Are you the anxiety monster?
For me, anxiety is much like catch and release type fishing. It draws its rod when it sees a bad thought swimming around in my head, executes the reel and once the bait is caught, it reels it in, eerily, slowly, in a straight line toward 1 focus point. It is a tough battle to break free wiggling side to side gasping for air, anticipating triumph over the negative energy.
Once I’m caught, my thoughts get the better of me and affect the people around me, especially the ones I care deeply about. Ultimately, they become anxious too. The end result is a dramatic avalanche when it could’ve been a beautiful waterfall.
Shenaaz Moos, a registered counsellor specialising in family dynamics, has identified patterns of behaviour that may contribute to high-stress levels that often lead to building up of anxiety. And more build-up of anxiety causes more stress. A bad monotonous cycle of negative energy. Luckily there are methods to counteract thoughts that control our outlook on things. Our push points can be remedied and over time, exercising continuous habits, unlock natural healthier responses to everyday life.

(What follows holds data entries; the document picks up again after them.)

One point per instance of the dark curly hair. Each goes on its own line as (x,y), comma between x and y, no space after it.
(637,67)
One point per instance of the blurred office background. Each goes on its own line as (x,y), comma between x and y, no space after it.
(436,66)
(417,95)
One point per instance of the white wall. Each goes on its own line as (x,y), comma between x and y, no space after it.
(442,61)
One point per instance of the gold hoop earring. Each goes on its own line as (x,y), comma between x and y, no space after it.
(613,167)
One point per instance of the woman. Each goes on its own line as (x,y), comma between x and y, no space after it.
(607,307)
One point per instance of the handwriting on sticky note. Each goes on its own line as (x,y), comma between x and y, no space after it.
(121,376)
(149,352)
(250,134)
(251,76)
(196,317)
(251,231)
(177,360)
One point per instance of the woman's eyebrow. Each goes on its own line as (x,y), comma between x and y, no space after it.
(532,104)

Her method teaches how to see things with a conscious mind.
Instead of feeling helpless as the bitter force pulls me in, I took a step back and took note of parts of my personality that could trigger anxiety. I asked myself these simple yet, thought-provoking questions:
- What does a happy life mean to me?
- What makes my family happy?
- Is my recipe for happiness the same as my family’s?
- Do I reflect what I want my family to see me as?
- Am I happy?
- Why is it important for me to control events in my life and my family?

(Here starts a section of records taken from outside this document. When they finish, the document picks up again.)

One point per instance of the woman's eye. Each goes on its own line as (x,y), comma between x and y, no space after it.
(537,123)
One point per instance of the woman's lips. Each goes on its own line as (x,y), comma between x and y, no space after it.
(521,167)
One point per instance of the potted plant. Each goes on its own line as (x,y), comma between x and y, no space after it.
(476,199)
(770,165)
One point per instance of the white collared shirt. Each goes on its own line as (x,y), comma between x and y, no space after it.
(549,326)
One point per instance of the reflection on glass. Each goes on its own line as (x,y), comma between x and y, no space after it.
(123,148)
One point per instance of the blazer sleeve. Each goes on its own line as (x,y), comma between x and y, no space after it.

- Why do I assume my way would have the best outcome?
Shenaaz explains that “my condition” is called perfectionism. This can lead to rigid expectations from others, usually the ones closest to me.
Think about it.
A single individual’s mood can penetrate a room and affect the moods of everyone else in it, even without saying a word. You notice them by the dark cloud hanging above their head evaporating the positive energy and condensing it into negative fireballs of lightning. What if the sunless person was you? Sure, you could say that you are not at the office to make friends, or, you can simply change our book club if you not popular. But, what if you were the doom and gloom in your own home?

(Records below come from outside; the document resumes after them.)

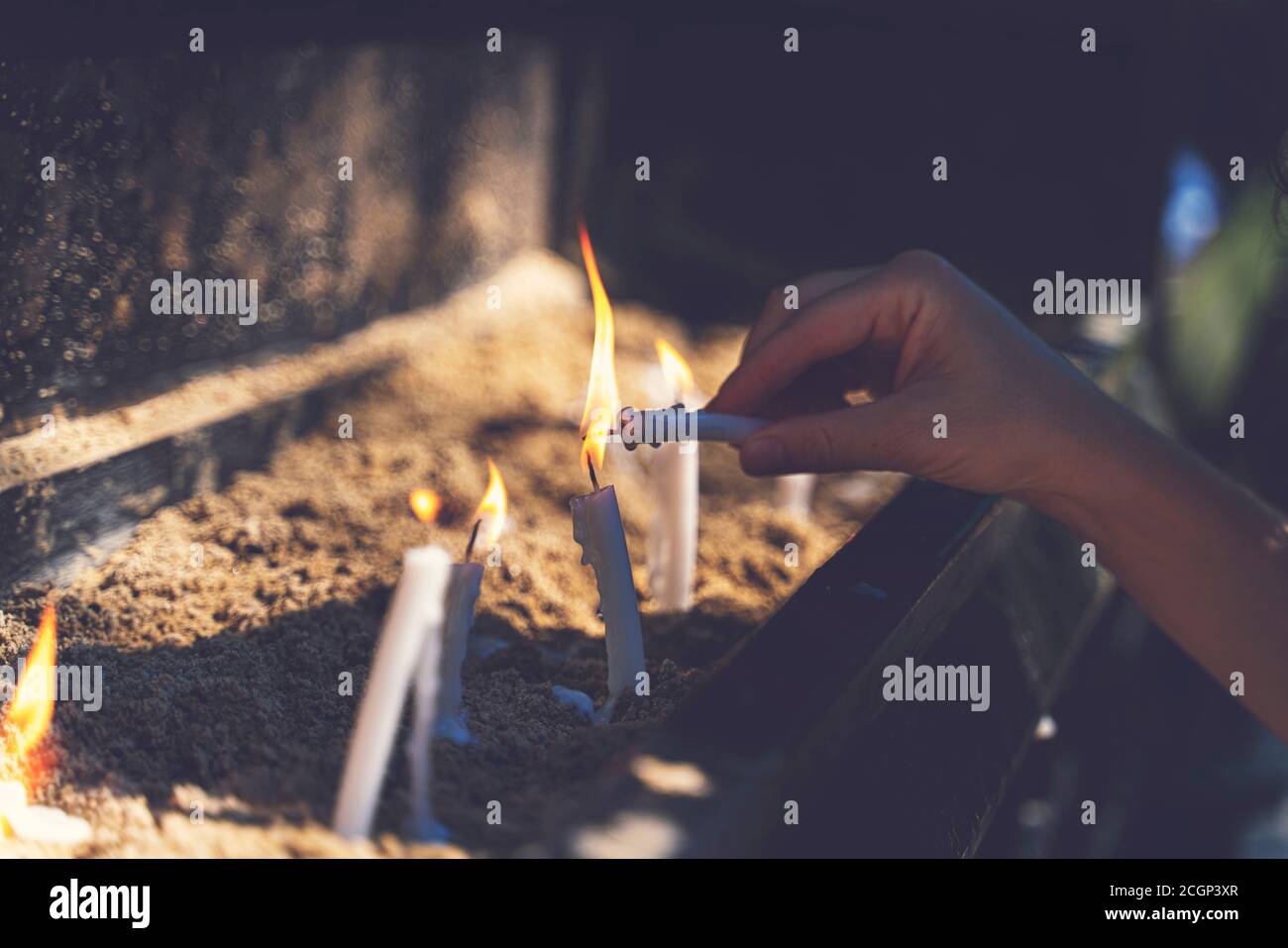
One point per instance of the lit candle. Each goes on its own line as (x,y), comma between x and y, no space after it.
(463,594)
(412,626)
(596,519)
(27,719)
(673,543)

It is happening all around us every day and more often than we think. Kids are fearful of their moms. Husbands are fearful of their wives. Moms can’t stand their families because they don’t get help at home with the household chores, schooling, dressing the kids, planning holidays, puffing up the pillows with the perfect karate chop in the middle, getting everyone to do as she wishes, and the list is endless!
This is the problem.
Mom’s confuse guiding little ones during the process of growing with dishing out instructions to do things a certain way, her way. The “my way and no other way” attitude can make one’s partner feel inadequate too. This takes away the enjoyment of experiences and occasions, causing rifts in relationships. I’m not saying let’s allow everyone to do anything they please and have no rules or boundaries. Just identify the ridiculous expectations and make peace with alternative methods of doing things for the sake of peace and tranquillity.
How do we make things better?
Shenaaz revives unconscious minds with practical methods to make a mental shift to see things with a conscious mind. This is not a switch she flips to get you there. Shifting your mindset takes time and practice. Here are a few basics that I have used to get started:
Start with 1
Ask yourself which area of your life you would like to improve on and focus on that area first. Consciously work out in your mind how you will respond to situations you can let go of. For example — allow your husband to dress the bed, his way, and say thank you after or show him a smile.
Take 10 minutes before you start your day for meditation. Start with clearing your mind. Remember, you are letting go and kinda facing your fear. It’s important to breathe and go into it knowing that the world is not going to explode into tiny particles without you micromanaging things. Take 10 minutes to end your day with meditation. If this is new to you, there are some great sites and apps to help you through the process. Breathe in and breathe out. You deserve it.
Acknowledge the change
Feel the appreciation! Love your family! Express gratitude! You will feel lighter. Your new aura will affect people around you in a different way and you will like it and they will like you for it.
Start a gratitude jar
Start a family tradition. Get your kids and partner to write down what they are grateful for. Sign it. Throw it in a jar. Sit down together. Each person gets a chance to pick a random note out the jar and read it out loud. In the end, appreciation stretches and creates good vibes in the home.
Let go and relax!
PS. These methods work for dad’s too, grandparents and anyone who wants lesser stress or suffer from a “condition”.